Le sinistre Code Noir initié par Colbert et promulgué par Louis XIV, prenait soin de définir en soixante articles précis le statut des esclaves, leurs conditions de vie et de mort, d’achat et de vente, d’affranchissement et de religion.

Pendant près de quatre siècles, c’est bien à un crime contre l’Humanité auquel se sont livrées les grandes puissances maritimes et coloniales, en particulier la France, le Royaume Uni, l’Espagne, le Portugal, les Pays Bas, les Etats-Unis. Ce crime n’est pas seulement l’expression d’une déraison ou d’un égarement mortifère de l’humanité contre une partie d’elle-même. Elle est la conséquence ultime de l’organisation d’une société, de la logique d’un système économique qui, n’a pas hésité à transformer des millions d’être humains en simples choses.

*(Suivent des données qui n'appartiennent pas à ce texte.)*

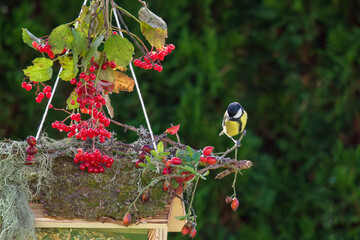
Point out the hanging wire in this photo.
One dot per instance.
(137, 87)
(54, 88)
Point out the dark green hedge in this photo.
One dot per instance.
(293, 65)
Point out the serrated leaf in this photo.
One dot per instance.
(60, 38)
(181, 218)
(151, 18)
(41, 70)
(93, 49)
(142, 165)
(28, 37)
(154, 153)
(196, 156)
(80, 42)
(174, 184)
(108, 106)
(121, 81)
(69, 70)
(160, 147)
(73, 96)
(155, 36)
(119, 50)
(152, 167)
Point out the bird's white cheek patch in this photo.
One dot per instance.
(238, 114)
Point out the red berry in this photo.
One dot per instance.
(92, 76)
(208, 150)
(192, 233)
(73, 81)
(82, 75)
(235, 204)
(92, 68)
(28, 87)
(176, 161)
(166, 171)
(166, 186)
(31, 150)
(127, 219)
(211, 160)
(112, 64)
(185, 230)
(145, 196)
(31, 140)
(147, 148)
(137, 163)
(203, 159)
(168, 164)
(171, 46)
(82, 167)
(137, 62)
(142, 154)
(34, 44)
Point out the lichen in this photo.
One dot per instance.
(65, 190)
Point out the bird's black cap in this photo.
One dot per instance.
(233, 108)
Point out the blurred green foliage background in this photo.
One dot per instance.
(293, 65)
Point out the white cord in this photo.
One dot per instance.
(53, 91)
(137, 87)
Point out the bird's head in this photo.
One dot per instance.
(235, 110)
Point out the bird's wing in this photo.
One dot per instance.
(223, 123)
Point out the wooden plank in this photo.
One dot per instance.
(177, 209)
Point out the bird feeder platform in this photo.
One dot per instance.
(152, 228)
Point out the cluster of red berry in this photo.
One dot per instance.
(142, 155)
(90, 102)
(189, 229)
(234, 202)
(40, 95)
(31, 150)
(154, 56)
(93, 161)
(206, 158)
(45, 48)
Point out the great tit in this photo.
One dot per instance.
(234, 121)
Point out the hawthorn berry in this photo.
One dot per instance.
(211, 160)
(234, 204)
(31, 140)
(146, 148)
(127, 219)
(203, 159)
(176, 161)
(208, 150)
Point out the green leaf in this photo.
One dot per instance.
(152, 167)
(154, 153)
(142, 165)
(41, 70)
(73, 96)
(181, 218)
(155, 36)
(196, 156)
(93, 49)
(28, 37)
(80, 42)
(69, 70)
(60, 38)
(160, 147)
(151, 18)
(119, 50)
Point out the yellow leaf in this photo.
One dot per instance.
(123, 82)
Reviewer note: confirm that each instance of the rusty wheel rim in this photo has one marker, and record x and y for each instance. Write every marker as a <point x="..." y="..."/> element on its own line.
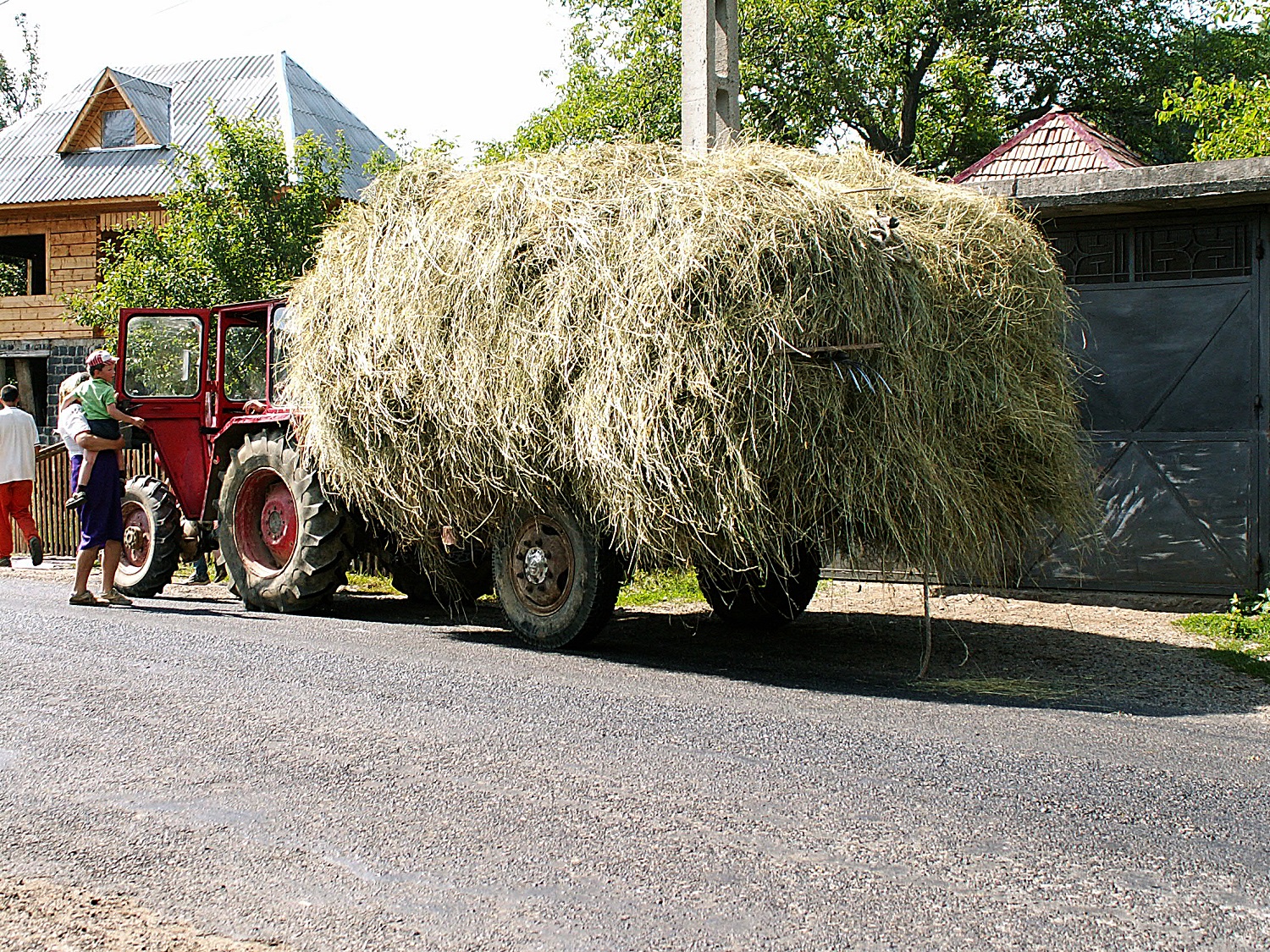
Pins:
<point x="137" y="537"/>
<point x="543" y="565"/>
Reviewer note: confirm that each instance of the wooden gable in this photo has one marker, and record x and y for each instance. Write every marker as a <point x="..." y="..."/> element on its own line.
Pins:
<point x="109" y="94"/>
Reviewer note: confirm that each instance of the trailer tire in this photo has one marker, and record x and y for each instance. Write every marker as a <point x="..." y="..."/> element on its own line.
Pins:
<point x="757" y="599"/>
<point x="152" y="537"/>
<point x="284" y="543"/>
<point x="556" y="583"/>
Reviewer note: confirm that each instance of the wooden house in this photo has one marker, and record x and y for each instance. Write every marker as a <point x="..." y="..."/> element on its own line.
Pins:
<point x="76" y="172"/>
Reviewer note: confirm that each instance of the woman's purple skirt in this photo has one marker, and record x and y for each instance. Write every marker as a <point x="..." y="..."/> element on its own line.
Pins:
<point x="102" y="513"/>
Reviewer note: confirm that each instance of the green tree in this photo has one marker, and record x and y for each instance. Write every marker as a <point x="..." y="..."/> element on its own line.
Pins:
<point x="243" y="223"/>
<point x="934" y="83"/>
<point x="1229" y="117"/>
<point x="20" y="91"/>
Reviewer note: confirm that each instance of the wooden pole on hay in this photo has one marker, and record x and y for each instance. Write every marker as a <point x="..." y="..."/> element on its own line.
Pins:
<point x="710" y="80"/>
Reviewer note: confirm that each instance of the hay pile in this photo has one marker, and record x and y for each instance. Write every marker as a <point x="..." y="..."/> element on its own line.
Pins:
<point x="616" y="327"/>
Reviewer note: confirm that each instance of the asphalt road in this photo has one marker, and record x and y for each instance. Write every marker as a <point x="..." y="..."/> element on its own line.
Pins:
<point x="373" y="782"/>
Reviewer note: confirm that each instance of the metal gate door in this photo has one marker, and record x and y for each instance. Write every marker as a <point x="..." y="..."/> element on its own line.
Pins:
<point x="1173" y="347"/>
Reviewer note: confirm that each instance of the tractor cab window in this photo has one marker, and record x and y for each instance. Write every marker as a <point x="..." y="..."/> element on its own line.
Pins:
<point x="244" y="362"/>
<point x="164" y="352"/>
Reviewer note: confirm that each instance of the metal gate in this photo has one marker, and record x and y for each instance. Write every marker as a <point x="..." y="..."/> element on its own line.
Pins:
<point x="1175" y="360"/>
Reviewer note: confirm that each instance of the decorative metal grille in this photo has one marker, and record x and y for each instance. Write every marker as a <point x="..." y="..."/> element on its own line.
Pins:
<point x="1092" y="256"/>
<point x="1173" y="253"/>
<point x="1193" y="251"/>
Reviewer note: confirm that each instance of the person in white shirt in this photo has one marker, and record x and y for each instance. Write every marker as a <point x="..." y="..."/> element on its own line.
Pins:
<point x="18" y="441"/>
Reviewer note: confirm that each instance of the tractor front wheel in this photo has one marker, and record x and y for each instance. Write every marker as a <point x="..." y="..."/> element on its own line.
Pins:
<point x="152" y="537"/>
<point x="284" y="543"/>
<point x="556" y="581"/>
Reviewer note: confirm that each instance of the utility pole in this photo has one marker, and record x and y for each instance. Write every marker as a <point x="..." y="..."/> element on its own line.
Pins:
<point x="711" y="85"/>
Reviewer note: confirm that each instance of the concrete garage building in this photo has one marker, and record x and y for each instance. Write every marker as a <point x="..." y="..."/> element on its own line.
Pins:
<point x="78" y="172"/>
<point x="1168" y="268"/>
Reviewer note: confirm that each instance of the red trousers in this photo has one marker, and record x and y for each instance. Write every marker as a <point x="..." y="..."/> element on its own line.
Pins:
<point x="15" y="504"/>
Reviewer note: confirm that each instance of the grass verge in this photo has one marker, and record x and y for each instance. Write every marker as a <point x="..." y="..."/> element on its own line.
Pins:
<point x="657" y="588"/>
<point x="1240" y="641"/>
<point x="644" y="589"/>
<point x="373" y="584"/>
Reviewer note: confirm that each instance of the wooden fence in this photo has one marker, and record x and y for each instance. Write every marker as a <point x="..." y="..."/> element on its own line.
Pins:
<point x="58" y="526"/>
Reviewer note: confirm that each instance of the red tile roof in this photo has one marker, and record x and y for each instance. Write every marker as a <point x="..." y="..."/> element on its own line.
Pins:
<point x="1057" y="144"/>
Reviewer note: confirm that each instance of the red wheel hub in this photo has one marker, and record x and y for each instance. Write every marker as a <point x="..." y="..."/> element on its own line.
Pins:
<point x="266" y="522"/>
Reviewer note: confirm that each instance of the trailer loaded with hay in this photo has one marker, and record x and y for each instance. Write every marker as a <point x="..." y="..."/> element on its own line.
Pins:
<point x="538" y="376"/>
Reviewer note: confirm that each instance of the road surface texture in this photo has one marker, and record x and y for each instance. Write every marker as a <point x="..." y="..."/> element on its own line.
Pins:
<point x="188" y="776"/>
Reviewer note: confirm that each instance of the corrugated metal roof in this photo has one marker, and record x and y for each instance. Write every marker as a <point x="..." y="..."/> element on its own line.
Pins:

Lorsque l’esclavage a été enfin aboli en 1848, des consignes de silence ont été données. Il fallait oublier, faire comme si tout cela n’avait jamais existé. Faire comme s’il était impossible, impensable que le siècle des lumières ait pu produire dans le même temps une telle obscurité. Et au bout du compte, faire en sorte que les descendants des populations d’esclaves, éprouvent d’abord de la honte, alors que tout devait au contraire les inciter à la révolte.

Ce silence institutionnel imposé pendant des décennies n’a été rompu que par l’adoption, le 10 mai 2001, d’une loi dans laquelle la République Française reconnaît la traite négrière et l’esclavage comme crime contre l’humanité.

Mais pour en arriver là, il a fallu le combat inlassable de nombreuses associations, en particulier aux Antilles et en Guyane, les prises de position d’intellectuels et d’artistes comme le grand poète Aimé Césaire, dont une rue de Saint-Ouen porte désormais le nom, et l’action persévérante de parlementaires.

Cette mobilisation s’est exprimée avec une très grande force le 23 mai 1998, en rassemblant 40 000 personnes à Paris.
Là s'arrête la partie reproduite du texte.